The study examined hospitalisations between 2017 and 2019 of people under 40 with peripheral arterial disease (PAD) or chronic limb-threatening ischaemia (CLTI), across five states (Florida, Georgia, Maryland, Mississippi and New York) using State Inpatient Databases from the Healthcare Cost and Utilization Project.
Researchers programmed an AI model to consider more than 70 variables that contribute to known reasons for differences in leg amputations of people with PAD. Variables included clinical factors such as age and other health conditions, healthcare system capacity to perform revascularisation and limb amputations, legal and regulatory climate, and the physical environment such as a person’s distance to the nearest emergency room and ZIP code median income.
“This AI model will allow us to easily assess intersectionality across race, sex, income and rurality, and offers us the ability to indirectly study hard-to-measure causes of disparities, like implicit bias and stereotyping,” said Strassle.

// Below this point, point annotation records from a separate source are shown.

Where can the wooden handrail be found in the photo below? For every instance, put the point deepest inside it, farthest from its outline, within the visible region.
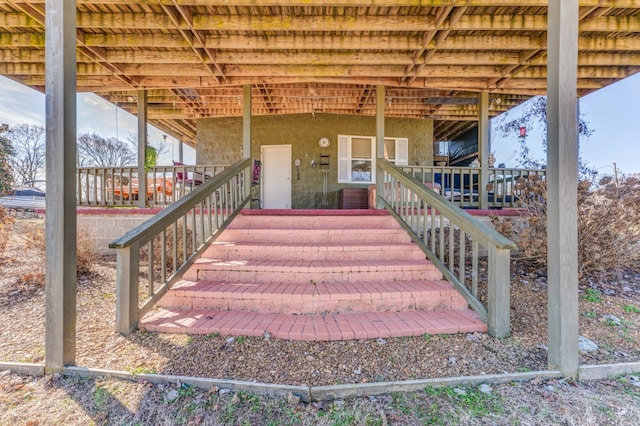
(427, 217)
(181, 232)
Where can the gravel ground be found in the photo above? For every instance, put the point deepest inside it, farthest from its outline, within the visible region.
(298, 363)
(81, 401)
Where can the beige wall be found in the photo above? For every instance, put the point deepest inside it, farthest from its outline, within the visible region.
(219, 141)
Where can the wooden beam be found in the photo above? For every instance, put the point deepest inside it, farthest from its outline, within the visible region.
(484, 148)
(380, 134)
(562, 180)
(60, 220)
(624, 4)
(142, 147)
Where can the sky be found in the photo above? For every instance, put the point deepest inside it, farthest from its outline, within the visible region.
(611, 112)
(20, 104)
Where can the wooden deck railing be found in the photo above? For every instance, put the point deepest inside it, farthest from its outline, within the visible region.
(456, 242)
(118, 186)
(461, 185)
(152, 256)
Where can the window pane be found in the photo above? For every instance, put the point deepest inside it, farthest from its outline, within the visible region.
(361, 148)
(360, 171)
(390, 149)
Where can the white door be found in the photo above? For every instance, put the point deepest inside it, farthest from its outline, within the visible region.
(276, 176)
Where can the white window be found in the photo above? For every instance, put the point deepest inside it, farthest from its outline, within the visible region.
(396, 150)
(357, 157)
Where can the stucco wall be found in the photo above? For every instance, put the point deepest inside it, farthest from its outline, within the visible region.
(219, 140)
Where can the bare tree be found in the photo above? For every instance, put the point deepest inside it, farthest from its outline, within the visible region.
(534, 115)
(28, 159)
(96, 151)
(6, 177)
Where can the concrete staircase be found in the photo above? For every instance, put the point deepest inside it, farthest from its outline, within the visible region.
(313, 275)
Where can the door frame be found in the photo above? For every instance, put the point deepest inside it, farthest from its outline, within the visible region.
(264, 168)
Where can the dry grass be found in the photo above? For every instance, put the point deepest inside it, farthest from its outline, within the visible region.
(57, 400)
(6, 226)
(608, 227)
(80, 401)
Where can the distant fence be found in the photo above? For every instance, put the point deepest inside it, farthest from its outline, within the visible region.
(119, 186)
(461, 185)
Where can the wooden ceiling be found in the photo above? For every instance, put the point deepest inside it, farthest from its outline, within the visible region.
(303, 56)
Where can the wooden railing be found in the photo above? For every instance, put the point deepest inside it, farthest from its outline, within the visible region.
(152, 256)
(461, 185)
(471, 255)
(118, 186)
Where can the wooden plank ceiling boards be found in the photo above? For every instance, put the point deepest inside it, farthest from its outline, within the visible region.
(434, 57)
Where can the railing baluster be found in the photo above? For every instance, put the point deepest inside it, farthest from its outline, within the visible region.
(474, 268)
(163, 256)
(450, 223)
(462, 256)
(151, 261)
(175, 246)
(452, 232)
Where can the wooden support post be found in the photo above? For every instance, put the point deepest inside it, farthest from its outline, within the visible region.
(562, 180)
(127, 289)
(483, 148)
(60, 100)
(379, 142)
(499, 302)
(142, 147)
(246, 131)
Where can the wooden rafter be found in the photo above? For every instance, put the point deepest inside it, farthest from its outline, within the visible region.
(432, 56)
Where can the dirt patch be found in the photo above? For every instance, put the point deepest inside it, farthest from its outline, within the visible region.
(296, 363)
(609, 316)
(76, 400)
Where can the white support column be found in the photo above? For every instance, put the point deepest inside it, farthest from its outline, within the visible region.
(60, 100)
(142, 147)
(379, 141)
(562, 179)
(483, 147)
(246, 121)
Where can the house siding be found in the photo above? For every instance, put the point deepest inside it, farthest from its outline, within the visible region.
(219, 141)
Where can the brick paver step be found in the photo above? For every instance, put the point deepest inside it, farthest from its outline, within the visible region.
(379, 236)
(347, 326)
(301, 271)
(313, 252)
(315, 222)
(296, 298)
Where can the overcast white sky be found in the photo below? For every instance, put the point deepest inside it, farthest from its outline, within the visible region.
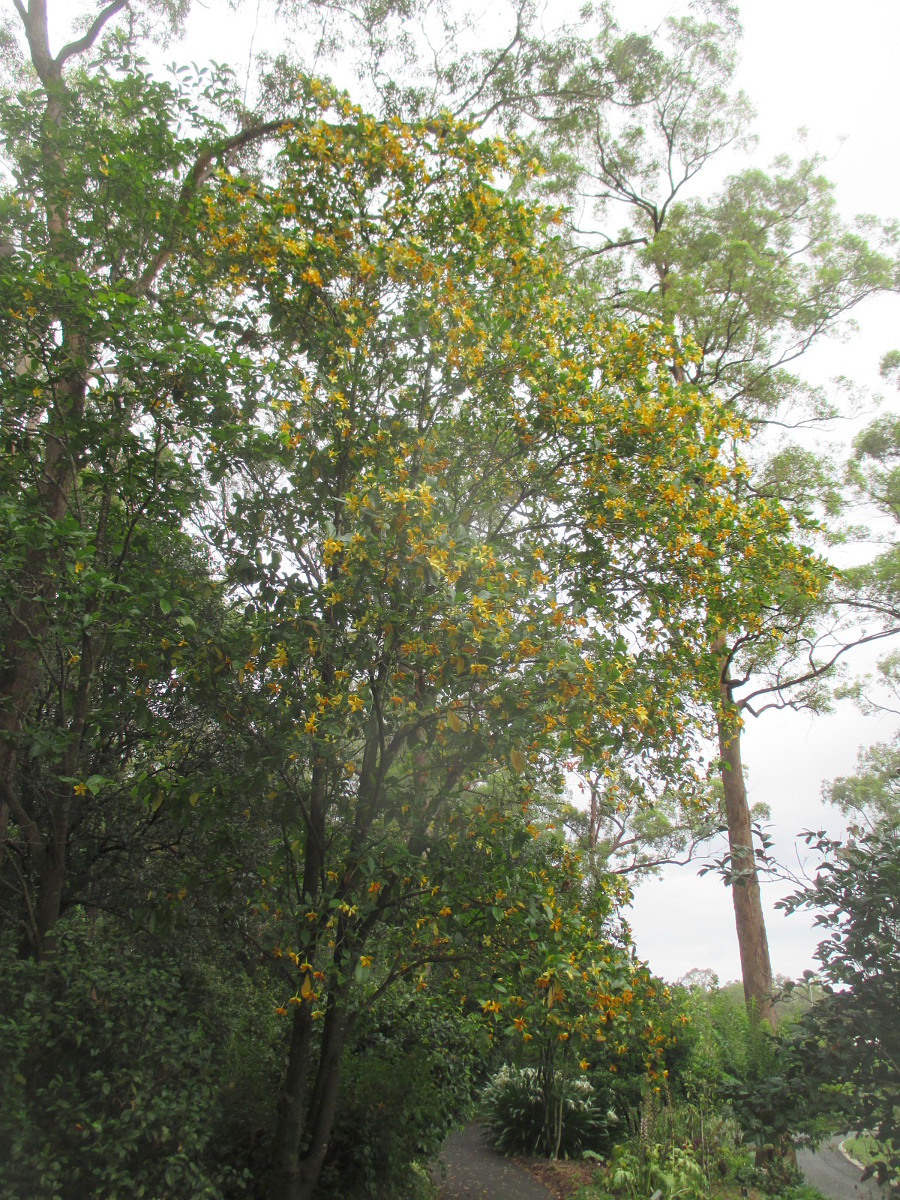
(832, 67)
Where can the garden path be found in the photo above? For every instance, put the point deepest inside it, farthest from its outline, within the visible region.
(828, 1170)
(477, 1171)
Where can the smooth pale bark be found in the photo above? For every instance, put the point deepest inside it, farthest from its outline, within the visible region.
(749, 921)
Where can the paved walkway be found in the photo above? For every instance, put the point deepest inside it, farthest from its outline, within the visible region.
(477, 1171)
(834, 1176)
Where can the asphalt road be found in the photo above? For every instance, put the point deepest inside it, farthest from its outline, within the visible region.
(829, 1171)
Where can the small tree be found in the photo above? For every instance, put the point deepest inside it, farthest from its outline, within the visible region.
(852, 1036)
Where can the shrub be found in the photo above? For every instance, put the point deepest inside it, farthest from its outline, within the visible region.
(406, 1081)
(109, 1081)
(515, 1105)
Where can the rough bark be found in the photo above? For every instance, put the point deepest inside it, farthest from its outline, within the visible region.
(749, 921)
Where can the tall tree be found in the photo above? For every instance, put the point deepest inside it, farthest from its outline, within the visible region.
(745, 280)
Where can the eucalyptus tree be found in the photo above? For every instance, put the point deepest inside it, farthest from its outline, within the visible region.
(745, 276)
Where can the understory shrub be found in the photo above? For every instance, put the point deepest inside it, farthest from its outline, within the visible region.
(407, 1079)
(515, 1107)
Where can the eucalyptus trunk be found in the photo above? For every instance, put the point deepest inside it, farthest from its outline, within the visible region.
(749, 921)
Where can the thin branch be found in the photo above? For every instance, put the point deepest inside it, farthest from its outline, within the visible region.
(84, 43)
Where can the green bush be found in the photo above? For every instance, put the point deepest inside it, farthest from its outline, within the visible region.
(515, 1109)
(405, 1083)
(111, 1078)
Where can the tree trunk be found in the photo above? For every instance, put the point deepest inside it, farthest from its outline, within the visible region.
(304, 1131)
(753, 942)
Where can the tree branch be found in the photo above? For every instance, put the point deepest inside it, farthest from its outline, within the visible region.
(84, 43)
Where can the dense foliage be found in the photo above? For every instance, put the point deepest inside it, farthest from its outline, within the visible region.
(341, 520)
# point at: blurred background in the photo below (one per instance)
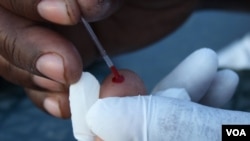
(21, 120)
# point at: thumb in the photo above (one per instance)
(112, 119)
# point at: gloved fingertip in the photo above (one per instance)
(221, 89)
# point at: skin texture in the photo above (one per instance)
(35, 32)
(132, 86)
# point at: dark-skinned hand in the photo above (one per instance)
(44, 47)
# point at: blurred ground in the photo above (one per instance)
(21, 120)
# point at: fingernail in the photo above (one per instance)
(51, 65)
(55, 11)
(52, 106)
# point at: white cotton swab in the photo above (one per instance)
(83, 95)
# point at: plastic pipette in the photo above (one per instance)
(117, 77)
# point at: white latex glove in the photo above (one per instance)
(169, 114)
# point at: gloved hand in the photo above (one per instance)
(169, 114)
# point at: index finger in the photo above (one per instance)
(57, 11)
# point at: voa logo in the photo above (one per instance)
(236, 132)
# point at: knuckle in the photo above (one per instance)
(8, 48)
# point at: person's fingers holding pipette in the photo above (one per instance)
(35, 57)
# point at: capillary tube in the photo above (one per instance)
(117, 77)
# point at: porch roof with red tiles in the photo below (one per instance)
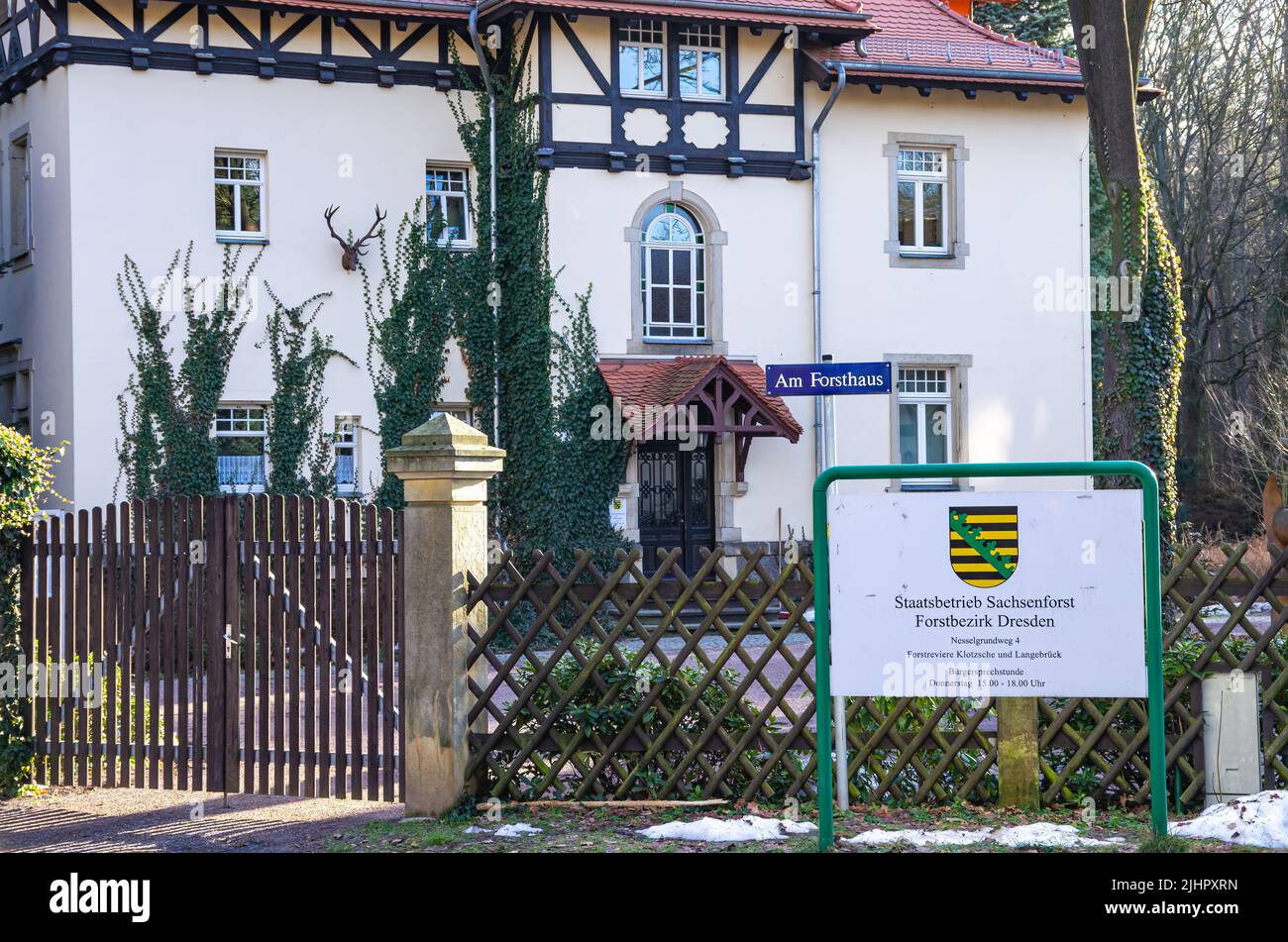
(678, 382)
(925, 39)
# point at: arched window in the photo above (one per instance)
(673, 274)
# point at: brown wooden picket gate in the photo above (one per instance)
(219, 644)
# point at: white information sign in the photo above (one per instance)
(970, 593)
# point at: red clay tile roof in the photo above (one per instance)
(677, 381)
(837, 14)
(411, 9)
(844, 14)
(927, 34)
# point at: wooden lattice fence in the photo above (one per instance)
(601, 682)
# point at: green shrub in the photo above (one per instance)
(601, 717)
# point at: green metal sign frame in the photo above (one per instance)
(1038, 469)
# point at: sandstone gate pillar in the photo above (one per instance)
(445, 466)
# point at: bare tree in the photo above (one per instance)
(1216, 143)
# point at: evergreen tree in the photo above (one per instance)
(1044, 22)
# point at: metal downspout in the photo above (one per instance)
(824, 434)
(819, 426)
(476, 40)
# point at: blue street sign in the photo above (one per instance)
(827, 378)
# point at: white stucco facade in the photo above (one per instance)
(132, 175)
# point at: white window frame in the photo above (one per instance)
(239, 233)
(702, 39)
(348, 435)
(631, 34)
(16, 376)
(919, 177)
(233, 408)
(462, 411)
(445, 193)
(923, 399)
(20, 194)
(698, 304)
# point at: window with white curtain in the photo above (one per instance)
(241, 448)
(642, 56)
(922, 201)
(700, 62)
(674, 275)
(926, 418)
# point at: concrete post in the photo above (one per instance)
(1018, 753)
(445, 466)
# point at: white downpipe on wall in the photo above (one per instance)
(824, 444)
(476, 40)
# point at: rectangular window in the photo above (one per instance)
(346, 448)
(922, 179)
(20, 196)
(926, 420)
(241, 439)
(240, 196)
(14, 389)
(642, 56)
(462, 411)
(447, 192)
(700, 62)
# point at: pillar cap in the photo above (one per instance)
(445, 448)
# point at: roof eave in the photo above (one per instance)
(754, 13)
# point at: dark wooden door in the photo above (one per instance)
(677, 502)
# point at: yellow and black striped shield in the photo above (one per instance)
(984, 543)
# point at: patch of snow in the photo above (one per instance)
(1041, 834)
(1046, 834)
(724, 830)
(515, 830)
(1260, 820)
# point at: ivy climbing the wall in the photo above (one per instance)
(166, 412)
(410, 319)
(299, 446)
(590, 468)
(558, 481)
(26, 475)
(519, 366)
(1137, 399)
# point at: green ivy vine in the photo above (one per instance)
(166, 412)
(558, 480)
(26, 477)
(299, 444)
(410, 319)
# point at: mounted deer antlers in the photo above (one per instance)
(353, 250)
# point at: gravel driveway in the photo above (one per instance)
(141, 820)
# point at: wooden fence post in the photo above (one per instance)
(445, 466)
(1018, 752)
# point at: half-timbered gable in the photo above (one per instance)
(686, 184)
(321, 42)
(678, 91)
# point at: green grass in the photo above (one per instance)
(599, 829)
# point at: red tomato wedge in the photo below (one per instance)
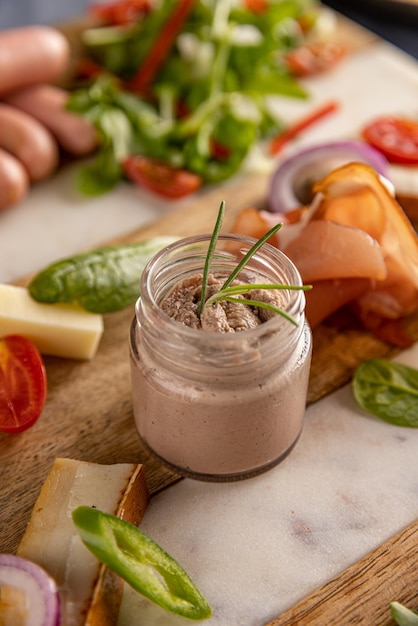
(120, 12)
(314, 58)
(395, 137)
(161, 178)
(23, 384)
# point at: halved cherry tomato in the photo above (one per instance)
(256, 6)
(314, 58)
(23, 384)
(396, 138)
(120, 12)
(161, 178)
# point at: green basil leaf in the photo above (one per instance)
(388, 390)
(101, 281)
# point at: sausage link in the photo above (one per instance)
(47, 104)
(30, 55)
(31, 143)
(14, 181)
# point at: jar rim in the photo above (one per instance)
(295, 304)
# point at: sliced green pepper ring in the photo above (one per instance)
(141, 562)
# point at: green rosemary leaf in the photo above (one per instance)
(209, 256)
(251, 253)
(261, 305)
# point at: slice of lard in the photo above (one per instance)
(90, 593)
(56, 329)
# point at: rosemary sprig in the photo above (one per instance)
(227, 292)
(227, 295)
(209, 256)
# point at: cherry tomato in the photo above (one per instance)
(314, 58)
(161, 178)
(257, 6)
(396, 138)
(22, 384)
(120, 12)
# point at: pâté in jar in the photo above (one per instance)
(219, 395)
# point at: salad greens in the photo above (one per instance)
(388, 390)
(207, 104)
(141, 562)
(104, 280)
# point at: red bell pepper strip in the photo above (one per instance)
(120, 12)
(161, 46)
(280, 140)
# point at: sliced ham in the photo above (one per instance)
(326, 250)
(354, 195)
(354, 243)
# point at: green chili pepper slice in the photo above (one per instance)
(141, 562)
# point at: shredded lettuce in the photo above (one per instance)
(225, 60)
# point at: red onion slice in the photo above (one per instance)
(291, 183)
(29, 597)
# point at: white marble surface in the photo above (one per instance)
(54, 221)
(256, 547)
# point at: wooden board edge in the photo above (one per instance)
(363, 592)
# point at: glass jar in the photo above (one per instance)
(218, 406)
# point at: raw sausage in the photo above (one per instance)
(47, 104)
(30, 55)
(14, 181)
(31, 143)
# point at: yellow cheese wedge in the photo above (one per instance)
(56, 329)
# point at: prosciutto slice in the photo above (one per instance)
(354, 244)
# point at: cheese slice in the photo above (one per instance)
(56, 329)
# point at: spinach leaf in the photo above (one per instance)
(388, 390)
(101, 281)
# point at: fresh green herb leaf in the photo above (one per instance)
(101, 281)
(191, 104)
(141, 562)
(227, 295)
(209, 256)
(250, 254)
(402, 615)
(227, 292)
(388, 390)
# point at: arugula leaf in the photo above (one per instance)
(101, 281)
(192, 103)
(388, 390)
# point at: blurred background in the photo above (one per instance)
(393, 20)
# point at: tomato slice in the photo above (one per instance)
(396, 138)
(23, 384)
(314, 58)
(161, 178)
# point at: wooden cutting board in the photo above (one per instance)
(88, 416)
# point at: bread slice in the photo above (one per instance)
(90, 593)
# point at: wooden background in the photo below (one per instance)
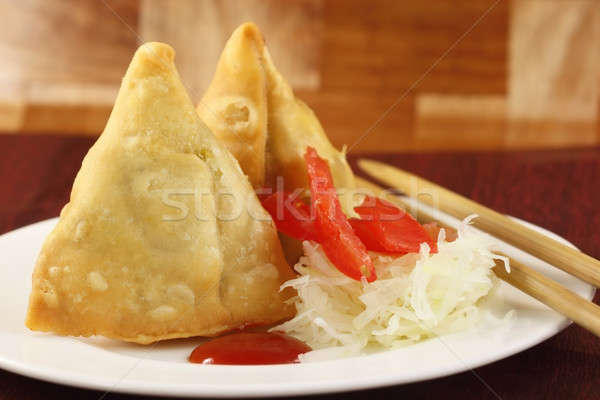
(461, 74)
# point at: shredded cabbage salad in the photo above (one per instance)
(416, 296)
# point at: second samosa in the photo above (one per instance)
(253, 110)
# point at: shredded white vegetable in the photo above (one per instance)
(415, 297)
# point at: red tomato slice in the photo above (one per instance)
(385, 228)
(291, 215)
(337, 238)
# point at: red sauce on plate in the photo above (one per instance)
(250, 348)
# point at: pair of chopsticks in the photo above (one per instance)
(524, 278)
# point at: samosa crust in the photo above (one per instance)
(271, 142)
(163, 236)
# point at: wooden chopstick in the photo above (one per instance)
(526, 279)
(564, 257)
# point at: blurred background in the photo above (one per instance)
(461, 74)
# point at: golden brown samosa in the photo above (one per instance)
(245, 84)
(163, 236)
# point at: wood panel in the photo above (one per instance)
(468, 74)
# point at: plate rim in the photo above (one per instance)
(140, 387)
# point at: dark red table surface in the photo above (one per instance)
(559, 190)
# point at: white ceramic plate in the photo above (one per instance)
(162, 369)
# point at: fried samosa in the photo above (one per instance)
(163, 236)
(253, 110)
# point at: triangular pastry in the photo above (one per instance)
(163, 236)
(245, 84)
(235, 104)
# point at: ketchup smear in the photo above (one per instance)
(250, 348)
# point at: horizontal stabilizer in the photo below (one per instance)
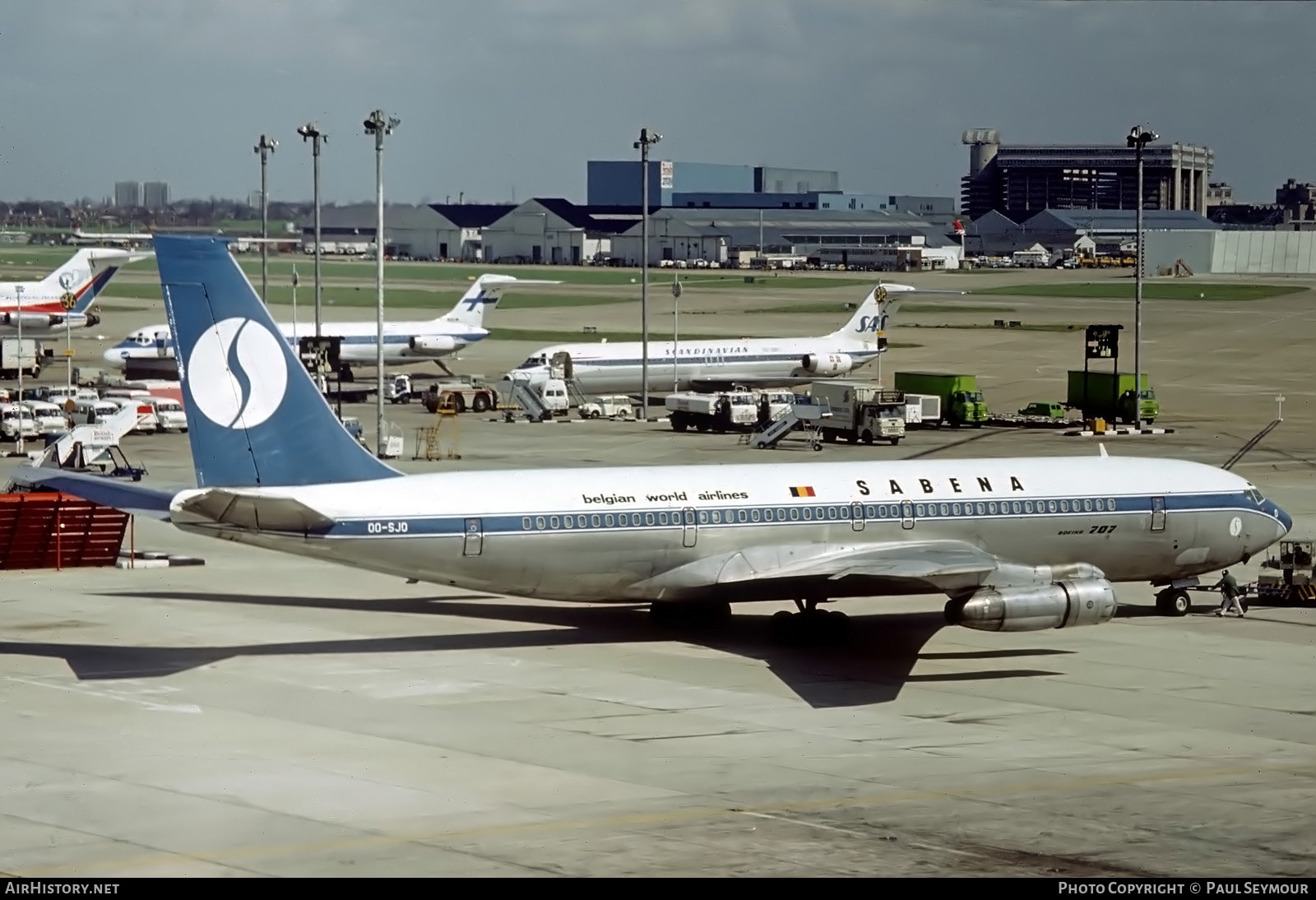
(133, 499)
(256, 512)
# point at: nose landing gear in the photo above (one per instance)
(1173, 601)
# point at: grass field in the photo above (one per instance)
(579, 337)
(1040, 327)
(28, 261)
(436, 302)
(1151, 291)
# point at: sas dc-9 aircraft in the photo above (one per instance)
(1015, 544)
(149, 351)
(721, 364)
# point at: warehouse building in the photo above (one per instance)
(420, 232)
(1221, 252)
(1102, 232)
(619, 182)
(550, 230)
(878, 239)
(1023, 180)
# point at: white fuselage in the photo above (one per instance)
(151, 349)
(619, 368)
(607, 535)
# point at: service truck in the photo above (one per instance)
(716, 412)
(16, 355)
(961, 401)
(457, 394)
(923, 410)
(861, 411)
(1110, 397)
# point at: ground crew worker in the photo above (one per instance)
(1230, 595)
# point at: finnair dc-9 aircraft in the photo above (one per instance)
(149, 351)
(1013, 544)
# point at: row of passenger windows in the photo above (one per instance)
(873, 512)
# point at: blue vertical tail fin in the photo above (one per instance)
(254, 416)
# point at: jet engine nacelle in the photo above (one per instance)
(1063, 604)
(832, 364)
(433, 345)
(35, 320)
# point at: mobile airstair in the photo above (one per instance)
(800, 415)
(530, 401)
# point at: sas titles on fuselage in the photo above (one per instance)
(953, 485)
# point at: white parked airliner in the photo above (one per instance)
(149, 351)
(719, 364)
(63, 300)
(1015, 544)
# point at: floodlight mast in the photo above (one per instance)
(379, 125)
(1138, 140)
(265, 146)
(311, 132)
(646, 140)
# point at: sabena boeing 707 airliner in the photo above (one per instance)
(1015, 544)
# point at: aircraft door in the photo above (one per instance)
(690, 531)
(1157, 513)
(473, 542)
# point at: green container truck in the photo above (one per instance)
(1110, 397)
(961, 401)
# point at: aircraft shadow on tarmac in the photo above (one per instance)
(870, 667)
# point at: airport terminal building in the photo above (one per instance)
(1023, 180)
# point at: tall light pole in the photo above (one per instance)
(311, 132)
(265, 146)
(1138, 138)
(379, 125)
(675, 325)
(17, 290)
(642, 145)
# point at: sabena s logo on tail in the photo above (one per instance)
(236, 373)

Limb-threatening conditions are often the result of decades of difficult-to-control diseases like diabetes, high cholesterol and nicotine dependence. For surgeons, who know these conditions lead to worse surgical outcomes, this can make the decision to pursue a complex limb-saving surgery even trickier.
“As vascular surgeons we have surgical guidelines, but we don’t have detailed guidelines to help us make the decision between amputating someone’s leg and limb-saving surgery in patients who are not medically ready. Given the number and complexity of variables involved, we need more information describing the optimal treatment for each person in different conditions. We need to know we can perform a successful vascular operation, and also not increase the risk of dying,” said Katharine McGinigle (University of North Carolina, Chapel Hill, USA), senior author of the paper.
“There are so many medical, surgical, and social factors that contribute to disease progression, limb-loss and even death. Surgeons and others making treatment recommendations deserve evidence-based guidance that will help us avoid unconscious biases and make the right decision at the right time for each person based on their unique clinical and social needs. AI methods, similar to the one used in this research, can help us achieve that goal,” said McGinigle.
Strassle and McGinigle hope that their findings will inform comprehensive guidelines and health policies that help clinicians avoid unconscious bias and other unjustified differences in the quality of care provided, to safely save limbs of people living with advanced vascular disease.